我们可以使用stat来采集程序的运行时间和CPU开销，perf stat所支持的主要参数如下：

-a, --all-cpus system-wide collection from all CPUs
-A, --no-aggr disable CPU count aggregation
-B, --big-num print large numbers with thousands' separators
-C, --cpu <cpu> list of cpus to monitor in system-wide
-D, --delay <n> ms to wait before starting measurement after program start (-1: start with events disabled)
-d, --detailed detailed run - start a lot of events
-e, --event <event> event selector. use 'perf list' to list available events
-G, --cgroup <name> monitor event in cgroup name only
-g, --group put the counters into a counter group
-I, --interval-print <n>
print counts at regular interval in ms (overhead is possible for values <= 100ms)
-i, --no-inherit child tasks do not inherit counters
-M, --metrics <metric/metric group list>
monitor specified metrics or metric groups (separated by ,)
-n, --null null run - dont start any counters
-o, --output <file> output file name
-p, --pid <pid> stat events on existing process id
-r, --repeat <n> repeat command and print average + stddev (max: 100, forever: 0)
-S, --sync call sync() before starting a run
-t, --tid <tid> stat events on existing thread id
-T, --transaction hardware transaction statistics
-v, --verbose be more verbose (show counter open errors, etc)

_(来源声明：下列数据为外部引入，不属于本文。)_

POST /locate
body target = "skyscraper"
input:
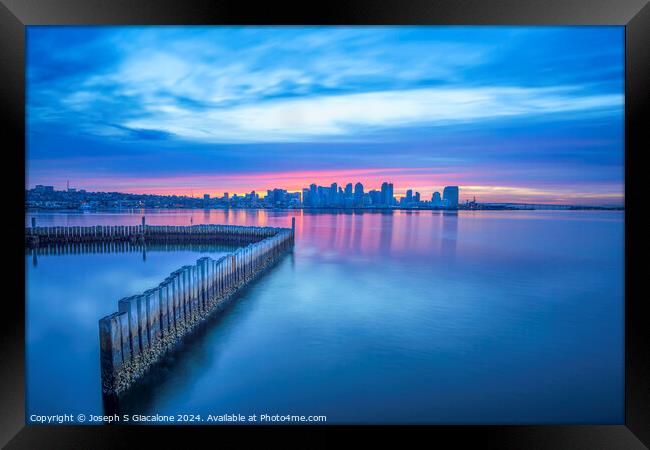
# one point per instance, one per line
(450, 196)
(358, 194)
(333, 191)
(435, 199)
(384, 193)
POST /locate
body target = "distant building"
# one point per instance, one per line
(358, 194)
(450, 197)
(384, 193)
(436, 200)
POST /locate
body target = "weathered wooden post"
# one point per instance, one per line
(129, 305)
(143, 331)
(110, 350)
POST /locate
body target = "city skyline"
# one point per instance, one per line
(520, 114)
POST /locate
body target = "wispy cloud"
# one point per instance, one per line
(494, 106)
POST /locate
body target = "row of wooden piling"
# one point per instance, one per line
(151, 245)
(147, 325)
(49, 235)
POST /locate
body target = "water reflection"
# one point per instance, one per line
(375, 317)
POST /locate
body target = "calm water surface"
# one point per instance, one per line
(469, 317)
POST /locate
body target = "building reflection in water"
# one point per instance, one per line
(343, 231)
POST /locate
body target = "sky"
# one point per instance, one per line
(509, 114)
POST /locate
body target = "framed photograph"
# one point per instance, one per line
(387, 218)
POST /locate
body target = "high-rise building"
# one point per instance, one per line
(384, 193)
(358, 194)
(436, 200)
(376, 197)
(313, 194)
(450, 197)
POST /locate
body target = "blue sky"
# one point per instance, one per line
(508, 113)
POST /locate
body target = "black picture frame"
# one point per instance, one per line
(633, 14)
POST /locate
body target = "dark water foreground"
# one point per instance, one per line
(491, 317)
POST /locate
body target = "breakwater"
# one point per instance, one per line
(148, 325)
(38, 236)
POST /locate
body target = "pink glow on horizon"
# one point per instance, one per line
(423, 180)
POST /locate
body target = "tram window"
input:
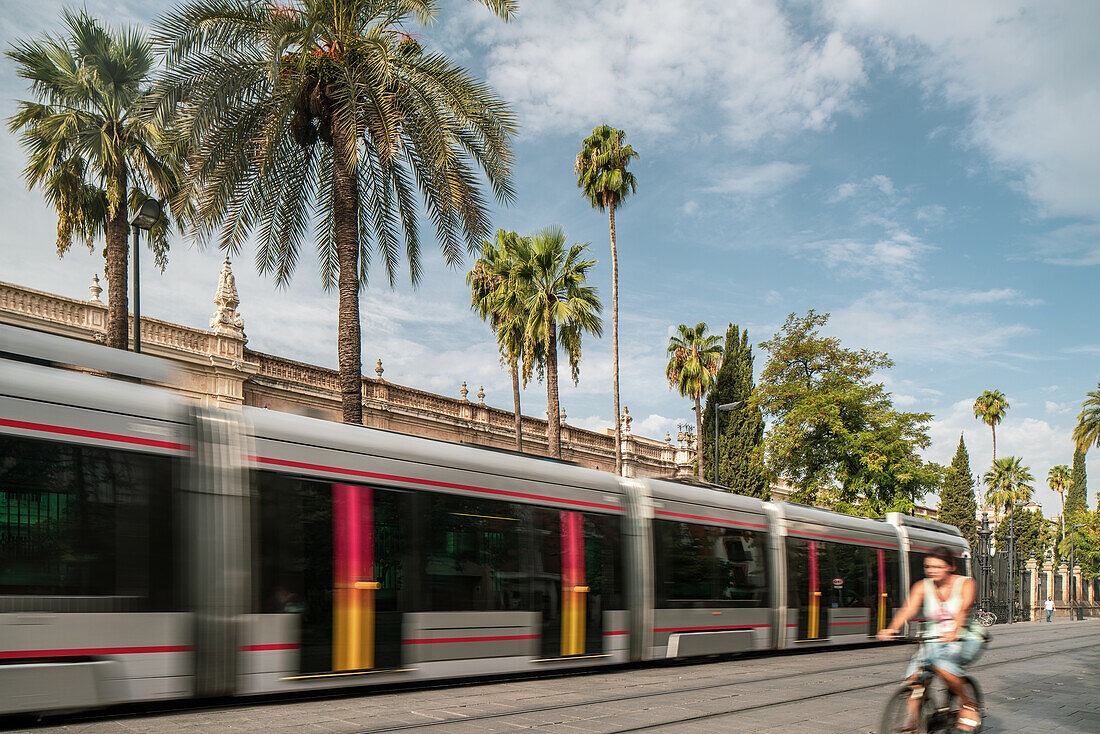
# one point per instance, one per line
(474, 556)
(707, 566)
(80, 521)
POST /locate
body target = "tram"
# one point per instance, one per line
(152, 548)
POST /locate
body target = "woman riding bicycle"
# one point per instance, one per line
(946, 600)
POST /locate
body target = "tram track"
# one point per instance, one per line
(714, 687)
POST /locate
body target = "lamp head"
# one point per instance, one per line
(147, 215)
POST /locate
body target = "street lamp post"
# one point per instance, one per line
(717, 409)
(147, 215)
(1073, 581)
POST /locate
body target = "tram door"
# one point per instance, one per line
(568, 559)
(805, 585)
(365, 619)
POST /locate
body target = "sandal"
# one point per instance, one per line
(969, 720)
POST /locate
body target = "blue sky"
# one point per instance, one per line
(928, 173)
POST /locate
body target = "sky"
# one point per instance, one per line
(927, 173)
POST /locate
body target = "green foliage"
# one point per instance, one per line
(86, 144)
(1087, 431)
(1032, 530)
(1008, 482)
(601, 168)
(1076, 494)
(740, 441)
(957, 503)
(835, 434)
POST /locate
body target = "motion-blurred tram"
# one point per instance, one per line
(152, 548)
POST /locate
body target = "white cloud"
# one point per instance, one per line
(1024, 70)
(895, 256)
(653, 67)
(758, 181)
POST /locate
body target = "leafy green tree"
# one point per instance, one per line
(328, 116)
(957, 503)
(560, 308)
(990, 407)
(693, 362)
(1087, 431)
(1076, 494)
(740, 439)
(602, 175)
(1032, 532)
(1008, 482)
(835, 434)
(497, 299)
(94, 156)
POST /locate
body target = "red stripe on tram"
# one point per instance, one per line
(710, 519)
(119, 438)
(427, 482)
(81, 652)
(438, 641)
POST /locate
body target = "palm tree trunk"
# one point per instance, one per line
(515, 402)
(118, 254)
(699, 439)
(618, 423)
(553, 411)
(345, 214)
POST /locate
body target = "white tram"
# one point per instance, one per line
(154, 549)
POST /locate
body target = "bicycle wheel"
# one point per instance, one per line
(895, 715)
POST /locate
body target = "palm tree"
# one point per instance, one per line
(1008, 482)
(497, 299)
(329, 114)
(560, 308)
(694, 358)
(92, 155)
(1058, 479)
(602, 175)
(1087, 433)
(990, 407)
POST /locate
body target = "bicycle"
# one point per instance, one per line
(938, 710)
(986, 619)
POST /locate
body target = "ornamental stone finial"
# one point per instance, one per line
(226, 319)
(96, 289)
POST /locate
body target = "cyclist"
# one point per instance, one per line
(946, 600)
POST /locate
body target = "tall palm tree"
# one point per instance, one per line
(329, 113)
(602, 176)
(560, 308)
(1058, 479)
(497, 298)
(94, 156)
(694, 358)
(1008, 482)
(1087, 431)
(989, 407)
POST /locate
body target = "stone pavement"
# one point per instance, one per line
(1036, 677)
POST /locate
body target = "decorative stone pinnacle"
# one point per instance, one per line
(226, 319)
(96, 289)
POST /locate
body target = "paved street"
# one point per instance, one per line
(1036, 677)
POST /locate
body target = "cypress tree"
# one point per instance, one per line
(957, 503)
(1076, 493)
(740, 442)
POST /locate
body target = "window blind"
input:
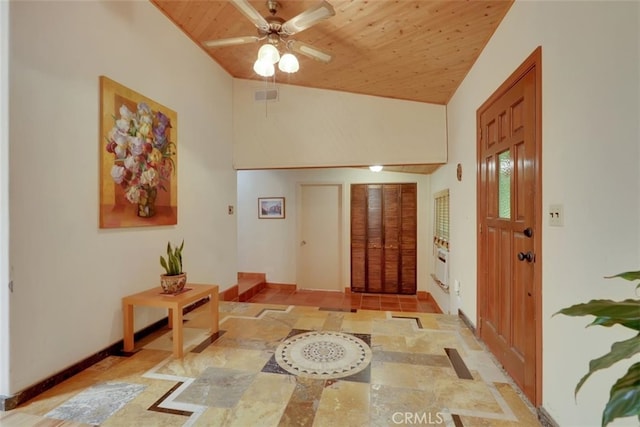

先运行测试程序，然后使用top命令查看应用程序对应的pid，例如这里的pid是997。

那么我们就来采集这个应用程序的运行信息：

perf stat -p 997

由于测试程序是死循环，所以最后打印的时间是执行stat命令的总时间。输出中还显示了task-clock (msec)是22624.22毫秒，也就是22s。

 Performance counter stats for process id '997':

          22624.22 msec task-clock                #    0.188 CPUs utilized
              1225      context-switches          #    0.054 K/sec
                 1      cpu-migrations            #    0.000 K/sec
                 0      page-faults               #    0.000 K/sec
       39516466339      cycles                    #    1.747 GHz
       23012315521      instructions              #    0.58  insn per cycle
        3381064757      branches                  #  149.444 M/sec
         256850857      branch-misses             #    7.60% of all branches

     120.484878500 seconds time elapsed

record

剖析采样可以帮助我们采集到程序运行的特征，而且剖析精度非常高，可以定位到具体的代码行和指令块。

-a, --all-cpus system-wide collection from all CPUs
-b, --branch-any sample any taken branches
-B, --no-buildid do not collect buildids in perf.data
-c, --count <n> event period to sample
-C, --cpu <cpu> list of cpus to monitor
-d, --data Record the sample addresses
-D, --delay <n> ms to wait before starting measurement after program start (-1: start with events disabled)
-e, --event <event> event selector. use 'perf list' to list available events
-F, --freq <freq or 'max'>
profile at this frequency
-g enables call-graph recording
-G, --cgroup <name> monitor event in cgroup name only
-I, --intr-regs[=<any register>]
sample selected machine registers on interrupt, use '-I?' to list register names
-i, --no-inherit child tasks do not inherit counters
-j, --branch-filter <branch filter mask>
branch stack filter modes
-k, --clockid <clockid>
clockid to use for events, see clock_gettime()
-m, --mmap-pages <pages[,pages]>
number of mmap data pages and AUX area tracing mmap pages
-N, --no-buildid-cache
do not update the buildid cache
-n, --no-samples don't sample
-o, --output <file> output file name
-P, --period Record the sample period
-p, --pid <pid> record events on existing process id
-q, --quiet don't print any message
-R, --raw-samples collect raw sample records from all opened counters
-r, --realtime <n> collect data with this RT SCHED_FIFO priority
-S, --snapshot[=<opts>]
AUX area tracing Snapshot Mode
-s, --stat per thread counts
-t, --tid <tid> record events on existing thread id
-T, --timestamp Record the sample timestamps
-u, --uid <user> user to profile
-v, --verbose be more verbose (show counter open errors, etc)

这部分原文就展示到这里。